I tried to build my own loss function, but I’m facing a problem as the loss.grad =None, although the loss.requires_grad = True.
here’s my loss function:

def recall_prec(y_true, y_pred, gamma=1,beta=1):
    #y_pred_bin = torch.where(y_pred >= 0.5, torch.ones_like(y_pred), torch.zeros_like(y_pred))
    #y_pred.requires_grad=True
    masked_pred = y_true * y_pred
    true_pos = torch.sum(masked_pred)
    false_negative = torch.sum(y_true) - true_pos
    false_pos = torch.sum(y_pred - masked_pred)
    
    #what if we reached a case where true_pos + false_pos =0 or true_pos + false_negative, then we're dividing by zero, so to be saver I added 1, it won't affect much 
    prec = true_pos / (true_pos + false_pos+1)
    recall = true_pos / (true_pos + false_negative+1)
    
    #print("prec", prec, "recall", recall)
    loss = ( ( (1-recall)*gamma + (1-prec)*beta )**2  )
    #loss.requires_grad = True
    print(loss.grad,loss.requires_grad)
    return loss

I’m using SGD as an optimizer, I tried to use Adam but still faced the same problem.
Can you please help me with that?

Gradients will be calculated during the backward pass while your code does not show any backward calls. Thus seeing a None .grad attribute would be expected.
Also, in case you are calling backward on the loss tensor you might need to call retrain_grad() in order to print the gradient afterwards.
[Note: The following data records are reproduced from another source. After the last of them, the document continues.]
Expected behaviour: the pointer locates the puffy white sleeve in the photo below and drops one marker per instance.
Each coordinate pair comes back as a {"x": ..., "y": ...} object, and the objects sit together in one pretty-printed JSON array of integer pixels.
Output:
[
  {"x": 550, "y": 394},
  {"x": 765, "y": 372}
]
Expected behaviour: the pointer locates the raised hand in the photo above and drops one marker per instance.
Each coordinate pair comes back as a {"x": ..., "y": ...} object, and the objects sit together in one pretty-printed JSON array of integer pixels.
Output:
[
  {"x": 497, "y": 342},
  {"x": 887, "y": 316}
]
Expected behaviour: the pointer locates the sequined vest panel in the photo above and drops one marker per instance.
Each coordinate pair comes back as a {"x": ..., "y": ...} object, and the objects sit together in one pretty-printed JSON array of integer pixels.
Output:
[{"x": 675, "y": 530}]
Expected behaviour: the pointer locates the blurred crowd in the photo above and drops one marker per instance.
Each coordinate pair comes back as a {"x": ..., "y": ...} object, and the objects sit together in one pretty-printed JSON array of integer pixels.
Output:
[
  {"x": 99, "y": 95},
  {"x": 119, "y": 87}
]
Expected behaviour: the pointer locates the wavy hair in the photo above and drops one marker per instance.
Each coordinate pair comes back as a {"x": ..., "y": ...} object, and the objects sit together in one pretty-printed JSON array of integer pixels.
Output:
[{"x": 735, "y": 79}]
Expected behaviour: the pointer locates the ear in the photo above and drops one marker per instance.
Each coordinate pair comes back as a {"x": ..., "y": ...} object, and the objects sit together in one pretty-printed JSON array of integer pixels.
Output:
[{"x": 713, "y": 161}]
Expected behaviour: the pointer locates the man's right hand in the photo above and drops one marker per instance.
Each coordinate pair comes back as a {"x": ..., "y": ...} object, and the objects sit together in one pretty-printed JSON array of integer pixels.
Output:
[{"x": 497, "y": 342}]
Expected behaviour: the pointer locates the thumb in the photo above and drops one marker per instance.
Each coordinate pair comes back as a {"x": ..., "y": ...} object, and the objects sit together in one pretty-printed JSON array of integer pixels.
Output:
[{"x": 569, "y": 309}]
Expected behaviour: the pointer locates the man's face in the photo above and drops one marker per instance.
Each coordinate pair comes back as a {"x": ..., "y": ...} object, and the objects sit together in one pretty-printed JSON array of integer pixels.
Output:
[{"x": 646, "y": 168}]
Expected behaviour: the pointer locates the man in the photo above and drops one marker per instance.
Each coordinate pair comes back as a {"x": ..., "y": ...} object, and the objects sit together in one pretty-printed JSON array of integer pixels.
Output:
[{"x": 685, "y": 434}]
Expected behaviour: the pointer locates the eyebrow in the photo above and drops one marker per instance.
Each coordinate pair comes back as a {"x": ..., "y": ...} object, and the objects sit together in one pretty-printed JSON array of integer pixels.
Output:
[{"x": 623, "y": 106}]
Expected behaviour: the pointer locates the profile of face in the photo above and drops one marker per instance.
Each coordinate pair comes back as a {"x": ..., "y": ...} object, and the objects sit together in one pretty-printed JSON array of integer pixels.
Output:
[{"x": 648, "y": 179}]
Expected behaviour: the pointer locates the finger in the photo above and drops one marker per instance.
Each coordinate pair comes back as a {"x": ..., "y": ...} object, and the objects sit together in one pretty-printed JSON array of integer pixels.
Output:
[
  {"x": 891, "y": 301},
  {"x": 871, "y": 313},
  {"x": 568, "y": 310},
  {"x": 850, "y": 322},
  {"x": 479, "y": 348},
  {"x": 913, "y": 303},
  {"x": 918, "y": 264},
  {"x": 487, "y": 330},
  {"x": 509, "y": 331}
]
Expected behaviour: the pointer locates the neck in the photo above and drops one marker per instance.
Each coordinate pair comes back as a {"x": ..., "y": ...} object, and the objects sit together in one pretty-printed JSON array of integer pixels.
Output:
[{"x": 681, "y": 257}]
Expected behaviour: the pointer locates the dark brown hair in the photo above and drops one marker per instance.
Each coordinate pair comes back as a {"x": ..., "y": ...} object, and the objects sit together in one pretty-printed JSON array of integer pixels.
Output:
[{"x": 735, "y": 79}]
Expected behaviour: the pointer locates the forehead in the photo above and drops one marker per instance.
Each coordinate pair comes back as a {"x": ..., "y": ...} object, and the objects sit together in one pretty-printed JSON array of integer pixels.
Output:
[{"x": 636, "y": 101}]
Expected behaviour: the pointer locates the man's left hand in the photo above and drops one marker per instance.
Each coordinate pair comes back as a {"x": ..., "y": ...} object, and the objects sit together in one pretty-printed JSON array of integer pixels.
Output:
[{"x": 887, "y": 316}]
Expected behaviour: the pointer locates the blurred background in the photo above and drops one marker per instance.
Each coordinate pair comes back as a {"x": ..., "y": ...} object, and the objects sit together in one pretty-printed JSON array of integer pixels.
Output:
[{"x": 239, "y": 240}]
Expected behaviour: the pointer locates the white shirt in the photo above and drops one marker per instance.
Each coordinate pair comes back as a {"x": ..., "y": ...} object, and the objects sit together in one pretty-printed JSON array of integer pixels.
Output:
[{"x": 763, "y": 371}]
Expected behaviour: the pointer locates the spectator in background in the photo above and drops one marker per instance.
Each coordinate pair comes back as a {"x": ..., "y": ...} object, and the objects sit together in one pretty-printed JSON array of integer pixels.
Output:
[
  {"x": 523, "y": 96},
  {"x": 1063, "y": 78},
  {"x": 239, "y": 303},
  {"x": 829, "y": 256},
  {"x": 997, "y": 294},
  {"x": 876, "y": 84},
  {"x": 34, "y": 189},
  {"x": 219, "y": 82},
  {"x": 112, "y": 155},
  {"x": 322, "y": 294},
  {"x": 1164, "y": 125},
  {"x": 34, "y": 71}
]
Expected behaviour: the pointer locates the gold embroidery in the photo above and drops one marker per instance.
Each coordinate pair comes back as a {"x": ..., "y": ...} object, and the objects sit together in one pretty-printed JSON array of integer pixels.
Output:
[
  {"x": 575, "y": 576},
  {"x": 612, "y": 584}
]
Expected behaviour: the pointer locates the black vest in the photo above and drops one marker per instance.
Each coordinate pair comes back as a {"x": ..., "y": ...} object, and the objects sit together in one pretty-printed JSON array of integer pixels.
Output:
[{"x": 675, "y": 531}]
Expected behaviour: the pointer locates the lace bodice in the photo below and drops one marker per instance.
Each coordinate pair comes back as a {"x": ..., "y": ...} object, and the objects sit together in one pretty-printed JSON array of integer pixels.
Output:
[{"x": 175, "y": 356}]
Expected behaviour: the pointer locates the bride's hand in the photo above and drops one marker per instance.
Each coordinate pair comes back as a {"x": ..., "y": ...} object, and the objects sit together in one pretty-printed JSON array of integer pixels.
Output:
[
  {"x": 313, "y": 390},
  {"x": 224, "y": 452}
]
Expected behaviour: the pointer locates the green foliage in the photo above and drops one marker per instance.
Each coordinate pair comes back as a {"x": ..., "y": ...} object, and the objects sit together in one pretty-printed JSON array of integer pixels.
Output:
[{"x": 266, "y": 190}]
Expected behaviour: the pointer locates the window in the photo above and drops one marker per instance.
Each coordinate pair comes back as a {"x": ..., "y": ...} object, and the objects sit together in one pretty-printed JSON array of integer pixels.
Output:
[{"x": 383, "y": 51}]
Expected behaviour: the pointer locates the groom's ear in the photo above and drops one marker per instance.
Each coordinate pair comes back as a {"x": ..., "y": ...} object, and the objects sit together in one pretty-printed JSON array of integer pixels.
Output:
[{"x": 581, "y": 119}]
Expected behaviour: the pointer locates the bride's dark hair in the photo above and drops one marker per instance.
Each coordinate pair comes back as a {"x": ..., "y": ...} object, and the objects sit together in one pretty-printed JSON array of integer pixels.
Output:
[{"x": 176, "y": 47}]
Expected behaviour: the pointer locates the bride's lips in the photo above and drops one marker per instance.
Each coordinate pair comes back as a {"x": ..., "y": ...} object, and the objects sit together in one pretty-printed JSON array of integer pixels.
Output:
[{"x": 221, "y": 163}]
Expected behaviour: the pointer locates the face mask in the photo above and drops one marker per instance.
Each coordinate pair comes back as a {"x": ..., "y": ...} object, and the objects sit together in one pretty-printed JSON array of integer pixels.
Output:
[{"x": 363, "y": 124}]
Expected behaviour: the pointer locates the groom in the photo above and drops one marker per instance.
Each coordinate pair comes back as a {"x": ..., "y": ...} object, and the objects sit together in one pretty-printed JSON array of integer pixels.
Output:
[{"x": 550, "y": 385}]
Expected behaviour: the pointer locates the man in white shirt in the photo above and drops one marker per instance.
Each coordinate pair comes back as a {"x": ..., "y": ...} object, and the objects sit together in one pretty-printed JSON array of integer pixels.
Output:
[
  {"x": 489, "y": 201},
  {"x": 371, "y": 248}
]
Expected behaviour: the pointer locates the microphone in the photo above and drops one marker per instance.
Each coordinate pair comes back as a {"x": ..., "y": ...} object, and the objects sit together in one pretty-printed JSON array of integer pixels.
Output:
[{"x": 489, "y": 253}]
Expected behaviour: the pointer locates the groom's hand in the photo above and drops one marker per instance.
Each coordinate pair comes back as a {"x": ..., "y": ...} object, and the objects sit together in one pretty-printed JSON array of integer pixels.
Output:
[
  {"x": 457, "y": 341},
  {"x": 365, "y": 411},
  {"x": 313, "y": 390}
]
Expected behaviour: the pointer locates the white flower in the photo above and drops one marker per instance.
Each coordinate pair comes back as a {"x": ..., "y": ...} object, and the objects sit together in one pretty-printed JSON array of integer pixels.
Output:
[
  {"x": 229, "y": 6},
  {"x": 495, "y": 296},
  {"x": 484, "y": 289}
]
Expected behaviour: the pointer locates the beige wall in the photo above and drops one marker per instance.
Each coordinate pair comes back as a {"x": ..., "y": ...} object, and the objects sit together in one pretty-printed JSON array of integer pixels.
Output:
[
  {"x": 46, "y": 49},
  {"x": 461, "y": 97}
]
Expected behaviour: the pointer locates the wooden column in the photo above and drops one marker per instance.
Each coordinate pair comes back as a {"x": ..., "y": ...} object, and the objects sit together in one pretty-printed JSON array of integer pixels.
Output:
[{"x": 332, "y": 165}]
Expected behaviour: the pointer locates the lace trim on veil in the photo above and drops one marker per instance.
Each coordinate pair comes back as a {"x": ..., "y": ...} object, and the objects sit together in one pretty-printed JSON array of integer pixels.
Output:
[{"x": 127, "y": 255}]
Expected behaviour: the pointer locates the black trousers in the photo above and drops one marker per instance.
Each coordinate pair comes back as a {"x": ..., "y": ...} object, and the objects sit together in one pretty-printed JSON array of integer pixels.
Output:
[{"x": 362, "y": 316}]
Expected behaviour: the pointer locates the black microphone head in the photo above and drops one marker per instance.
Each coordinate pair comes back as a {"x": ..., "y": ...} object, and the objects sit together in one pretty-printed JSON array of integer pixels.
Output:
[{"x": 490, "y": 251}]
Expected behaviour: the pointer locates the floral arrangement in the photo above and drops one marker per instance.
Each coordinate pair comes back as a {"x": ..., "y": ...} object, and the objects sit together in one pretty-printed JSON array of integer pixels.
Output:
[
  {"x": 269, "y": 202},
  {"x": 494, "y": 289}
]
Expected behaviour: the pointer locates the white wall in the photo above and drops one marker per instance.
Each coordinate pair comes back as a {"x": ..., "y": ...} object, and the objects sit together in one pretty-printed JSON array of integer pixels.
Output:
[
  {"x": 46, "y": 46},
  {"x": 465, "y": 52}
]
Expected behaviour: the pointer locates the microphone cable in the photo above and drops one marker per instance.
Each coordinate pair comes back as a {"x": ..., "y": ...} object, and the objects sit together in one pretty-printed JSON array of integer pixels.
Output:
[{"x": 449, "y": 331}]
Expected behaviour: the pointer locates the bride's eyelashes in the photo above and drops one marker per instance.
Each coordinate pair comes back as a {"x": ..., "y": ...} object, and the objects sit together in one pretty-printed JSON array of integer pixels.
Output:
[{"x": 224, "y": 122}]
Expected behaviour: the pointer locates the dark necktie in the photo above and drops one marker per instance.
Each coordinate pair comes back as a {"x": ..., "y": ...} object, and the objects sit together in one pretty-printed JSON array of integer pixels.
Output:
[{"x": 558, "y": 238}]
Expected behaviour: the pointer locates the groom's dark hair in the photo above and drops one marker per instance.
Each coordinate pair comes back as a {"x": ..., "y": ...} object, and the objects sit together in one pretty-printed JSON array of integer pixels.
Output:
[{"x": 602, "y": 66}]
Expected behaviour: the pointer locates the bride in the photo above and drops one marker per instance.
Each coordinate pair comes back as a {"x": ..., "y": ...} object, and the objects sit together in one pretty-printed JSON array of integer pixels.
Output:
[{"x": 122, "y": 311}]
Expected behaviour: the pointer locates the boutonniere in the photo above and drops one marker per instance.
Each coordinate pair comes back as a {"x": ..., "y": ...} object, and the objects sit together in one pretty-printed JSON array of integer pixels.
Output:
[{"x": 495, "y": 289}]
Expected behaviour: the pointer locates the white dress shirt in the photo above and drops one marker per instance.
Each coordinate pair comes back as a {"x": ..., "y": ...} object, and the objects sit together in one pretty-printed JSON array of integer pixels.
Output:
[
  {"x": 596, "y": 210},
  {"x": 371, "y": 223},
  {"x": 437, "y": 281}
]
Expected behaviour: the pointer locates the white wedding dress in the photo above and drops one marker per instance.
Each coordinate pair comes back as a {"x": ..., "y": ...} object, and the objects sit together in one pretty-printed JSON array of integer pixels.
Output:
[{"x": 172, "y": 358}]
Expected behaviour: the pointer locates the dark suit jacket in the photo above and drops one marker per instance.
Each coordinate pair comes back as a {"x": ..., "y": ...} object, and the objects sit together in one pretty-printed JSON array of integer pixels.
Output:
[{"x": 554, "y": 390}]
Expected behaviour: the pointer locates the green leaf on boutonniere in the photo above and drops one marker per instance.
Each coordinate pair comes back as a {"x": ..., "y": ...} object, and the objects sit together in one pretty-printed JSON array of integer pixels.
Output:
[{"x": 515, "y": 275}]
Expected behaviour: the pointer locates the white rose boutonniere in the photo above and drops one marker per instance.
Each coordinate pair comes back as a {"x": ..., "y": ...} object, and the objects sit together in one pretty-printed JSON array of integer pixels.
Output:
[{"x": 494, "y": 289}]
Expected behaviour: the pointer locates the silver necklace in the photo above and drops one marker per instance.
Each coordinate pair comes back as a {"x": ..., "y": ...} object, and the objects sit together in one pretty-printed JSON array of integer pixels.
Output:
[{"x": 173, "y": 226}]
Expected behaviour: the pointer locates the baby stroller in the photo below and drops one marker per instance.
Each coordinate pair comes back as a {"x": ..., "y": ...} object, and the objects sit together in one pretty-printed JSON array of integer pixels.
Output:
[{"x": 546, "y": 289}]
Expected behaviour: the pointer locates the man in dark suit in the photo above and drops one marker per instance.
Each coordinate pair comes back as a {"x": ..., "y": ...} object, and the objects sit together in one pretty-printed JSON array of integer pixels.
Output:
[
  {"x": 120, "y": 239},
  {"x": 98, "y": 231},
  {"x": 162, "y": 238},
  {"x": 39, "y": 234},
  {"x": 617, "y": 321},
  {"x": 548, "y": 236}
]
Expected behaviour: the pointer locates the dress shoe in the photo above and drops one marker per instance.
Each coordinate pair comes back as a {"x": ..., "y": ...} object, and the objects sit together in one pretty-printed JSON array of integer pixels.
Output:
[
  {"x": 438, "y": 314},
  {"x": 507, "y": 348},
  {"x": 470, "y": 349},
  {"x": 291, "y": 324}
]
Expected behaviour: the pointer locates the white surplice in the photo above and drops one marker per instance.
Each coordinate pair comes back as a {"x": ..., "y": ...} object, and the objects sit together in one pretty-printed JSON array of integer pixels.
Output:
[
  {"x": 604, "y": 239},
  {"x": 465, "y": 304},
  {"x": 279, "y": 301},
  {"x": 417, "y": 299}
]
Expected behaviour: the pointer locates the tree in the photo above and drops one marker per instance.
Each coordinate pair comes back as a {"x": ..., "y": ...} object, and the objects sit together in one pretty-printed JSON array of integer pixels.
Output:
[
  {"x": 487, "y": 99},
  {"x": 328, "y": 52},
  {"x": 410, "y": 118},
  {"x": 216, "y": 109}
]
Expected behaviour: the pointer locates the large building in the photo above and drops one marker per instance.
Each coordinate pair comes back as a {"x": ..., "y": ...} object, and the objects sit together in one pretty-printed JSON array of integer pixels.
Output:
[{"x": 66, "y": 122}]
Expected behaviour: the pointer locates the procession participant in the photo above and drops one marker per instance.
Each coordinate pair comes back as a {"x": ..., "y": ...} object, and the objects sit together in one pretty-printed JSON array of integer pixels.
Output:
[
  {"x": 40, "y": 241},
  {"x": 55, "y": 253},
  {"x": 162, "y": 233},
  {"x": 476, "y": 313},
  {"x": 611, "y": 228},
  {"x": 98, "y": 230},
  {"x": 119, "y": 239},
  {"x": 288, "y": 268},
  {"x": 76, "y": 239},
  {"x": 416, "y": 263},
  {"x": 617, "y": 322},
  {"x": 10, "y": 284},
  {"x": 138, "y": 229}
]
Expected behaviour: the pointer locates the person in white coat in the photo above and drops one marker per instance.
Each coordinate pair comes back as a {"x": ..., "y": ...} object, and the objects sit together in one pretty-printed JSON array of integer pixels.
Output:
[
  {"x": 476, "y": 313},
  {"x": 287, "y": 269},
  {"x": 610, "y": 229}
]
Thank you very much for your reply.
I tried and printed loss.grad after doing loss.backward and still got NAN

NaN is corresponding to “Not a number” while None is indicating the attribute wasn’t set so you need to be clear what exactly is returned.

It also works for me using retain_grad in this small code snippet:

lin = nn.Linear(10, 10)
x = torch.randn(1, 10)
out = lin(x)

loss = out.mean()
loss.retain_grad()
loss.backward()
print(loss.grad)
# tensor(1.)

I’m so sorry for that mistake I meant None.
I’ll try the retain_grad and give you an updates.

So quick update:

The loss.grad doesn’t give me None any more - thank you very much for your help -

It gives me : tensor (1.) And it keept giving me the same results for over 20 epochs now, the loss is changing but the loss.grad doesn’t change. Is that normal ? Or do I need to do something differently?
I’m using SGD as an optimizer.

Yes, this is expected, since you are passing an implicit 1 to the backward calls since dLoss/dLoss = 1.

1 Like

Thank you very much for the info :slight_smile: